There are 70 different species of the native New Zealand insect, 11 of which are giant species. However, all but one is protected by law due to their risk of extinction.

"They definitely provoke a response in people, whether that be fascination or fear," Kiwi House manager Rebecca Moyle told Seven Sharp.

Butterfly Creek's breeding programme, conceived 13 years ago, began with just 18 wētāpunga from Little Barrier Island. The programme, which was joined by staff at Auckland Zoo in 2012, now produces dozens of wētā for controlled release.

The giant wētā lay their eggs deep into the soil and when they hatch, "out the baby comes to the surface", manager Paul Barrett explained.

"Some days we have up to 50 hatches, and some days nothing at all."

The "tiny giants" are then relocated to two islands in the Hauraki Gulf, Motuora Island and Tiritiri Matangi.

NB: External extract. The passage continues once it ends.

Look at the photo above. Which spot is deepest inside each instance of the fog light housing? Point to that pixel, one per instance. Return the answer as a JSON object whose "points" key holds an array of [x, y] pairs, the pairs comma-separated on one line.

Now, for the first time ever, the insects have been released back on the mainland, at Shakespear Regional Park north of Auckland.

The wētāpunga had typically been found in Northland and Auckland, but it "literally just disappeared because of massive habitat loss and the introduction of a number of mammalian predators", Barrett explained.

"We are very hopeful that we can actually assist a species after we've made such a mess for it in the first place."